Although Elvis would never have a weekly series, that didn't stop his name or music from being featured or dramas presented that were loosely-based on or thinly-disguised biographies of his life. One such program was The Singing Idol, a January 1957 presentation of The Kraft Television Theatre that starred popular singer Tommy Sands in the "Elvis" role. The episode even spawned a million-seller hit record "Teenage Crush." In 1965 the producers of ABC-TV's Shindig, unable to secure "The King" himself, devoted a May episode to Presley and his music, honoring his first ten years in the limelight.
It would not be until February 6 1990 that a regularly scheduled Elvis TV series would hit the air. But this series, the well-done but virtually ignored ABC-TV series appropriately titled Elvis would star actor Michael St. Gerard as the young singer with most of the singing chores aptly handled by Ronnie McDowall. The series dramatized Presley's early years in Memphis; hanging out with "Scotty" and "Bill," his closest pals and fellow musicians; and landing his first break with Sam Phillips' Sun Records where Elvis recorded an acetate of "My Happiness" for his mother.
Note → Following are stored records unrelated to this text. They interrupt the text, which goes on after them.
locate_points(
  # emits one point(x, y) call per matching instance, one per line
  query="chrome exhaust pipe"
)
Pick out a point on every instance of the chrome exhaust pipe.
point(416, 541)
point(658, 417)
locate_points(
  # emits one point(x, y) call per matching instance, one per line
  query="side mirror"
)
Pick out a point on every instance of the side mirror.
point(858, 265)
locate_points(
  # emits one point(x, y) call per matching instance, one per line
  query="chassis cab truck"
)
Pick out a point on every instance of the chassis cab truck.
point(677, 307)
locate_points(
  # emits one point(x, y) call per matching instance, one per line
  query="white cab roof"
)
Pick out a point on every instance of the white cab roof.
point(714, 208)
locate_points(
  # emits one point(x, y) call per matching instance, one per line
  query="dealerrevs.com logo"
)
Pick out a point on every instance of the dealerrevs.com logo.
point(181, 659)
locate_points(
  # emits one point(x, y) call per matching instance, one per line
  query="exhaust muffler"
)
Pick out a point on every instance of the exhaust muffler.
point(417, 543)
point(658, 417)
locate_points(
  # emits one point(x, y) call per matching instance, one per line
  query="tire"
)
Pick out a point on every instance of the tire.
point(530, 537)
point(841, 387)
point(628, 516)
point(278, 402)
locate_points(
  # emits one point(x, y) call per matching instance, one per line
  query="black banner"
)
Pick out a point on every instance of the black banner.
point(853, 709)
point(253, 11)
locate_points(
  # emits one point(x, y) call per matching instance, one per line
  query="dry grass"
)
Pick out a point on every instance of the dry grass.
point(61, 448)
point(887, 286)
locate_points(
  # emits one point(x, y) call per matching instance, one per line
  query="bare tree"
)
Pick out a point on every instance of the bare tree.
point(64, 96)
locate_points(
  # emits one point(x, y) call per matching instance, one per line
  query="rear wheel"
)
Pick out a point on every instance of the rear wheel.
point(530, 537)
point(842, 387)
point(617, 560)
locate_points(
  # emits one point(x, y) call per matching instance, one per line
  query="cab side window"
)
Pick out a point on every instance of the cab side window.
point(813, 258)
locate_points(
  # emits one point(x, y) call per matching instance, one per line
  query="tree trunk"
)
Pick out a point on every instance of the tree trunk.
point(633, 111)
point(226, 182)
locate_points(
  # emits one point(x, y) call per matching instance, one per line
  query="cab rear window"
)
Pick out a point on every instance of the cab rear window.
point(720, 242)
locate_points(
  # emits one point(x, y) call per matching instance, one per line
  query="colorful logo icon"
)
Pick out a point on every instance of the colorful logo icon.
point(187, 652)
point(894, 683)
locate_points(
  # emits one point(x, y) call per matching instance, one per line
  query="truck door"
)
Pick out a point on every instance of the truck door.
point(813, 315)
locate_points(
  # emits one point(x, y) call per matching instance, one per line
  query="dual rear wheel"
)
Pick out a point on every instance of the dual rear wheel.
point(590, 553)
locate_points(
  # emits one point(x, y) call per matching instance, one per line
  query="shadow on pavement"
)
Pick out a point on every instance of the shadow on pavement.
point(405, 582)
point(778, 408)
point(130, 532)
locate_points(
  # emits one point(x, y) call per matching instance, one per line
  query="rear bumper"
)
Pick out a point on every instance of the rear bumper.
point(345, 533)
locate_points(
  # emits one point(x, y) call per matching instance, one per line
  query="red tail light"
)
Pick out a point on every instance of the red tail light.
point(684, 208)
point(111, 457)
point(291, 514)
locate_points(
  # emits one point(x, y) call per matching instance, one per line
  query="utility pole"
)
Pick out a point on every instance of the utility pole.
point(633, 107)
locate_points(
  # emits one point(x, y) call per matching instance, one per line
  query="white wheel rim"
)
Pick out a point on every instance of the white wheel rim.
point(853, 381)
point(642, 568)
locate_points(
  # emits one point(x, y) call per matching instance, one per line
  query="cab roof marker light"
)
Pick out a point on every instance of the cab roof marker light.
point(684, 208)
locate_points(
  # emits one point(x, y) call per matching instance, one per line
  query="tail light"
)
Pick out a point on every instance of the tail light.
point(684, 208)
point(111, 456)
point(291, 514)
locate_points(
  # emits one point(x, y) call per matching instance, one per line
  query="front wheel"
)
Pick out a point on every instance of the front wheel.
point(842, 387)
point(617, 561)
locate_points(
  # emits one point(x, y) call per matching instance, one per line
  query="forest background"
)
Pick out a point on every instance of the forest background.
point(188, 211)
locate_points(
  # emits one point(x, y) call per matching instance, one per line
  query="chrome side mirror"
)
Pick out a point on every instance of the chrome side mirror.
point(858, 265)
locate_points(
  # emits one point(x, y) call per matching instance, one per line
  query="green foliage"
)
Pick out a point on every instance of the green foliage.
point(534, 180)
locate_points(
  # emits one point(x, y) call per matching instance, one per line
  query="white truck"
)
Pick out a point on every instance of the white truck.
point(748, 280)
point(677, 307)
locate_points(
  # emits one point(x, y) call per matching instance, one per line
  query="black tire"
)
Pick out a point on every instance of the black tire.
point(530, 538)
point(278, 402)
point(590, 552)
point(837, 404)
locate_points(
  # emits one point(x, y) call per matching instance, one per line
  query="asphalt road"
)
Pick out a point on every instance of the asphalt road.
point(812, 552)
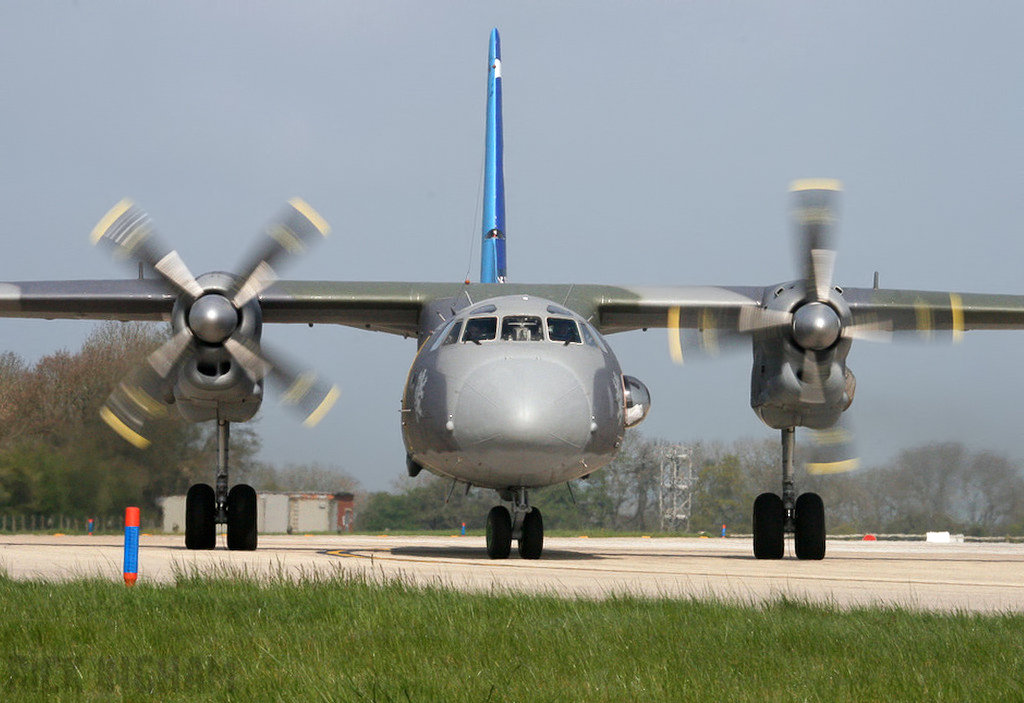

Arguably Presley's best television outing (and Elvis scholars will debate this for years to come) was his first special sponsored by The Singer Sewing Machine Company originally titled Singer Presents Elvis (but better known as the 68 Comeback Special) aired over NBC television on December 3 1968. The special featuring a laid back Presley decked in black leather performing his many hits backed by a stellar band of musicians (many who had played with Presley since the fifties) in a theater-in-the-round setting dispelled any rumors that "The King" no longer reigned.
Today, 46 years after he first appeared on national television and 25 years after his sudden death in 1977, the charisma of Elvis Presley lives on in archival television footage, theatrical films, and of course the hundreds of gold and platinum records he recorded for RCA. Remembering "The King."